Sharur sighed. He could not deflect the moment any longer. With yet another bow, he said, “Mighty lugal, were matters otherwise, otherwise even in the slightest degree, nothing would delight my heart more than doing exactly as you say. But with—”

“Wait.” On the instant, Kimash went from affable to thunderous. “Do you mean you refuse my offer? Do you mean you spurn my offer?”

“Mighty lugal, I mean nothing of the sort,” Sharur replied, though that was indeed what he meant. “As I told you before, the god prevented me from making final marriage arrangements for Ningal the daughter of Dimgalabzu the smith.”
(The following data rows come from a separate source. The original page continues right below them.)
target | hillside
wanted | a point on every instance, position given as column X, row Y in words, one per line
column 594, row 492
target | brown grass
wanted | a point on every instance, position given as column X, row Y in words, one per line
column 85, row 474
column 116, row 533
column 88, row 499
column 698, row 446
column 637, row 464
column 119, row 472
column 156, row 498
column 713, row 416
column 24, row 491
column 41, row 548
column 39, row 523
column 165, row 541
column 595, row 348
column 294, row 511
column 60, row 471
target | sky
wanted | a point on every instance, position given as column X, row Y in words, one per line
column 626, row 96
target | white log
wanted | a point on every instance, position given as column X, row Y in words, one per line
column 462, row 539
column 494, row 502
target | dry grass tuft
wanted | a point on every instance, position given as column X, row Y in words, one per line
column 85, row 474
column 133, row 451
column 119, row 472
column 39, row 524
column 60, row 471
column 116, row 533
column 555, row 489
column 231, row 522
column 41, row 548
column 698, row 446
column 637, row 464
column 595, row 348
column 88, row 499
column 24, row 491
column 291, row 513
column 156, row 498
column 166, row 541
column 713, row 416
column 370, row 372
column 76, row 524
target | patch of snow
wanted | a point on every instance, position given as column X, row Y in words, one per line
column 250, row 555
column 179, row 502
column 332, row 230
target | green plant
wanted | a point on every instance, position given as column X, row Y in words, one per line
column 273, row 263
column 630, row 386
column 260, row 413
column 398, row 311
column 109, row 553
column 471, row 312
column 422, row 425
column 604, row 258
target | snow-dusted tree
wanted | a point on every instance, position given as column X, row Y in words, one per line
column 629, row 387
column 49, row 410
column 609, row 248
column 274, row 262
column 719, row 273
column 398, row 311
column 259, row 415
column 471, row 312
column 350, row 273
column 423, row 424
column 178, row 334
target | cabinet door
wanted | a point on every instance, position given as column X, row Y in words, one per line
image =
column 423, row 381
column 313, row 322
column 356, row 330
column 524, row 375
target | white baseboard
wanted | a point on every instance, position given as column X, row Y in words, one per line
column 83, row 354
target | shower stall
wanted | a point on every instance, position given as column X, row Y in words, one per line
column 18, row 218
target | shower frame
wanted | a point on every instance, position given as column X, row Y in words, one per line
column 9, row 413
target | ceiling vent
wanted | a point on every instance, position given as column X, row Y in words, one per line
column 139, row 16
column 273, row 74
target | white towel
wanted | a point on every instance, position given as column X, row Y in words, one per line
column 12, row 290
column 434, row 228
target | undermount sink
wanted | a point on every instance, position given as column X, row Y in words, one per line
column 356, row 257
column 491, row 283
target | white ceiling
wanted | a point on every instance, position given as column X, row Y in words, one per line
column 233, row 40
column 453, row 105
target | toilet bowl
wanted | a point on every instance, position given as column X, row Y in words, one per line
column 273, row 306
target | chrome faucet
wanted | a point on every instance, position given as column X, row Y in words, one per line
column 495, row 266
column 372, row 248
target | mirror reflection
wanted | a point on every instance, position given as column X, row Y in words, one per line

“Even so,” Kimash said. “Those arrangements being prevented, what could possibly keep you from accepting the offer I made to you?”

“Were those arrangements still prevented, nothing could keep me from accepting the offer you made to me,” Sharur replied, feeling sweat break out on his forehead. “But mighty Engibil, in his own generosity, returned to me from his hands and from his heart the oath I had made in his name, and will suffer me to pay bride-price for Ningal to Dimgalabzu from the store of wealth of the house of Ereshguna, not from the profit I unfortunately failed to make on my last trading journey to the Alashkurru Mountains.”

Kimash’s eyes went wide and round and staring. “The god ... returned to you from his hands and from his heart the oath you had made in his name?” He sounded astonished, as Enimhursag had before him on hearing the same news. “I can hardly believe it.”

“Believe or do not believe as best suits you, mighty lugal,” Sharur said. “But, whether you believe or do not believe, I speak the truth. Because I speak the truth, I cannot take advantage of your kindness. I cannot take advantage of your generosity.”

“Engibil returned your oath.” Kimash shook his head. He had the aspect of a man who had just come through an earthquake: shaken but doing his best to preserve his equilibrium, no matter what might happen next. “You realize I can enquire of the god whether you lie.”

“Of course, mighty lugal,” Sharur said. “Enquire all you like. Engibil will tell you I speak the truth.”

“Engibil returned your oath from his hands?” Kimash still did not sound as if he believed it. Perhaps he thought that repeating it over and over would help persuade him it was true. “Engibil returned your oath from his heart? Engibil keeps oaths. He holds oaths. He returns them not.”

“This time, mighty lugal, he did return my oath.” Sharur knew why the god had returned his oath, too, or thought he did. Just as Kimash had done, so Engibil had sought to distract him from pursuing the matter of the Alashkurri cup in his temple storeroom. As far as he was concerned, Ningal made for a far more attractive distraction than any Kimash had set before him. In terms carefully oblique, he said as much: “As I have long desired to wed Ningal the daughter of Dimgalabzu, I shall do so now that the great god, the mighty god, has in his generosity given me leave to pay her the bride-price as circumstances have compelled me to pay it.”

“A match with the house of Dimgalabzu will surely prove advantageous to the house of Ereghguna,” the lugal said. “But will it prove as advantageous as a match with the house of Kimash?”